Tourism has replaced timber as the primary economic driver in many places around Southeast Alaska. And it’s a growing sector: nearly one and a half million people are forecast to visit the region this summer. But some residents don’t want to see tourists in places that often serve as refuges for locals.
I’m walking up Ketchikan’s Carlanna Lake Trail with my guide, longtime Southeast resident Kathy Rousso. We clamber around a fallen tree blocking part of the trail and stroll onto a fishing pier.
Broken shards of ice cover the manmade lake just outside the Tongass National Forest. Until the late ‘80s, the reservoir served as Ketchikan’s primary water source. Today, though, Rousso says it’s just a great place to enjoy the natural beauty of Southeast Alaska.
“Like, for me, walking these trails is a mental — it kind of cleanses my mind, you know, it clears by head,” she said.
Rousso says it’s a great way to avoid the hustle and bustle of Ketchikan’s tourist-packed downtown. She says she comes out to Carlanna Lake on a fairly regular basis during the summer.
“It’s a kind of a local spot and it’s close to houses, you know, it’s in a neighborhood,” she said.
So Rousso was disappointed when she heard that a local company had applied for a permit to guide groups of tourists around the lake.
“So I’m applying for a commercial hiking guiding permit for through the Bureau of Land Management for the Carlanna Lake Trail area,” Teague Whalen told Alaska’s Energy Desk Friday. He’s an English professor at the local University of Alaska Southeast campus and the owner and operator of Mindfulness Rainforest Treks, a Ketchikan-based hiking tour company.
It’s a one-man operation. For the past half-decade or so, he’s guided small groups of visitors along Ketchikan-area trails.
He says his customers choose a hike instead of more typical tourist activities in town for the same reason as locals like Rousso.

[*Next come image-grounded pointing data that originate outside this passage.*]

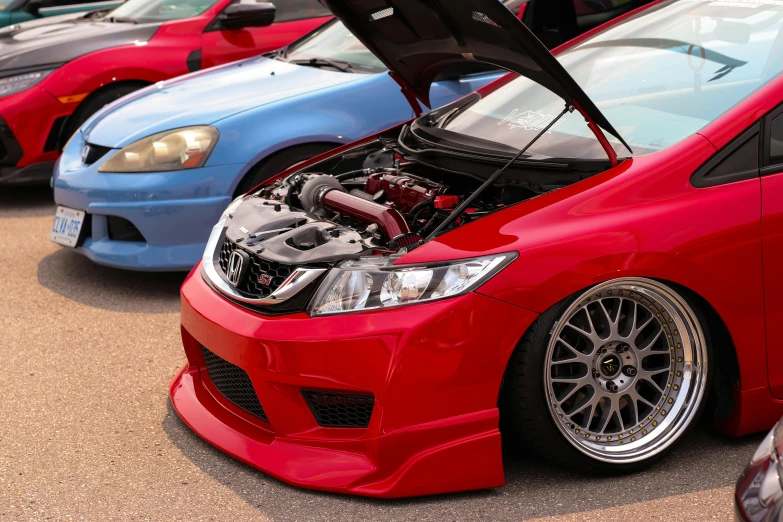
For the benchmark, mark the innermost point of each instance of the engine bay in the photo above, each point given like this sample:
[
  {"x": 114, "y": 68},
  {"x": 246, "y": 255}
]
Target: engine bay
[{"x": 381, "y": 198}]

“Absolutely — the term that comes to my mind is ‘unplug.’ A lot of the customers I’ve had on the tours really appreciate getting away from all the people downtown,” he said.
But despite their common goal, Rousso says she doesn’t like seeing tourists on a neighborhood trail.

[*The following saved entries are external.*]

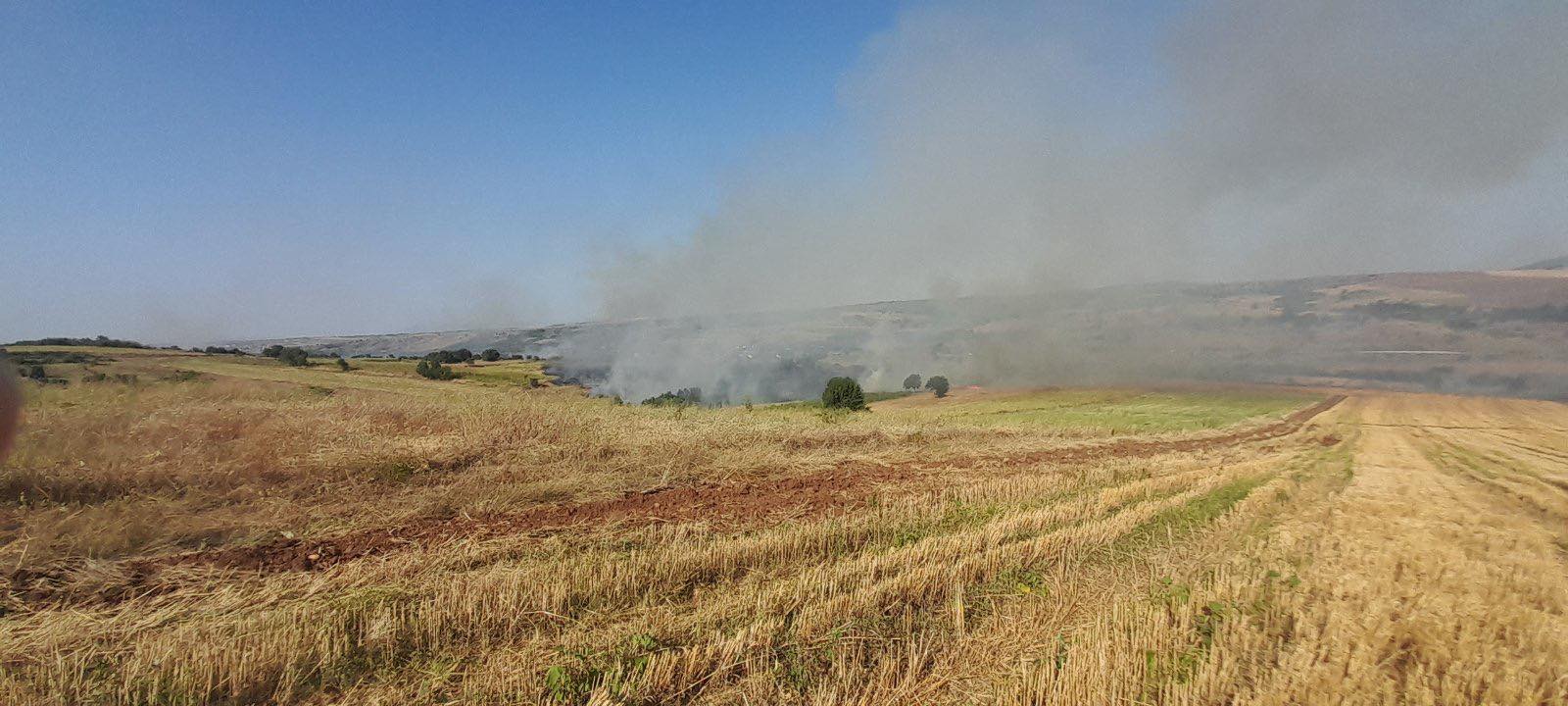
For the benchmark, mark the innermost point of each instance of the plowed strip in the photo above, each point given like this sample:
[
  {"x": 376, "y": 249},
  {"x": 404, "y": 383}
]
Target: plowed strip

“I mean, if we’re walking up this road, and there’s a group of 20 people coming down the trail and a narrow trail, yeah, it really does kind of ruin the experience,” she said.

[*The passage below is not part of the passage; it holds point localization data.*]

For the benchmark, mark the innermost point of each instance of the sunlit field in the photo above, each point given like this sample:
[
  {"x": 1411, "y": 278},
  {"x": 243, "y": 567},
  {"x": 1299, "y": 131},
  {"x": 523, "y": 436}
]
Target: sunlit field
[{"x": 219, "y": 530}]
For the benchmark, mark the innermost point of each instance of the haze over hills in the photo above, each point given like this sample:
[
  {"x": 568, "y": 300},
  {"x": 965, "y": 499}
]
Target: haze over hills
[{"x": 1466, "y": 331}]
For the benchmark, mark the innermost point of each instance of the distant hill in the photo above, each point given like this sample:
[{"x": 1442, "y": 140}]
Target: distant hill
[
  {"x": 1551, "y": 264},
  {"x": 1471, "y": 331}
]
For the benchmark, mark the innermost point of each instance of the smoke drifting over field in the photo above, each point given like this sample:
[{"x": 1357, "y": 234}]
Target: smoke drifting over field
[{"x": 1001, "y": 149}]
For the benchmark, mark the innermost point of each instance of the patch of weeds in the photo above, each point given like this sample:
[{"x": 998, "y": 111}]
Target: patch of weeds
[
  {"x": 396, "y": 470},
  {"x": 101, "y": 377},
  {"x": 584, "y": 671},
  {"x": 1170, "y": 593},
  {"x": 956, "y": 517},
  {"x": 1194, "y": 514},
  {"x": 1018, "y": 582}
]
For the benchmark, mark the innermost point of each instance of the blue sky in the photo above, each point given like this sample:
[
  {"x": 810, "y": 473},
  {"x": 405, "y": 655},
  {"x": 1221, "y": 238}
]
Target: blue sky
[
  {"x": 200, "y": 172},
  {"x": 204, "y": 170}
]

Rousso has other concerns, too. She’s afraid tourists might leave trash, clog up the 10-stall trailhead parking lot — or simply wear out the trail. She says she’s seen it happen elsewhere around Ketchikan.
But more than that, she wants a voice in the process.
“There needs to be more balance between the tourists and the locals, and I feel like we should be part of the decision-making on where those groups are going, and I don’t feel like we are,” she said.
Whalen says he’s sensitive to Rousso’s concerns.
“I get that as a local who uses those trails as well,” he said. “And so I think what needs to be happening more — and maybe this is a great way of opening that door — is to figure out some kind of multidisciplinary committee that is talking about — What is a healthy balance for the tourism and local community?”
He says even if that means more red tape, more paperwork and more permits, he’d be okay with that.
And he says residents have had their voices heard when it comes to keeping tours off trails. Many local trails, most of them on U.S. Forest Service land, don’t allow guided groups. And his company wouldn’t even be the first to guide tours on this neighborhood trail.
Whalen also says he’s not concerned about taking parking away from local hikers — he plans to take groups up to the trailhead in a single vehicle. And he says he’ll ensure guests don’t leave trash behind or venture off the developed trail.
Whalen says he’s caught in the middle of a debate happening in cruise ports all over Southeast: When it comes to tourism, how much is too much?
Back on the trail, Rousso says that even if more tour groups start making their way up toward Carlanna Lake, it beats at least one alternative.
“I guess I would rather have tour groups walking the trails than logging companies logging, cutting all the trees,” she said. “Because I think this forest has value.”
How to divide that value among locals, tourists and business owners, though, is an open question.
This story was produced as part of a collaboration between KRBD and Alaska’s Energy Desk. Residents can submit comments on the proposal until Monday, Feb. 10.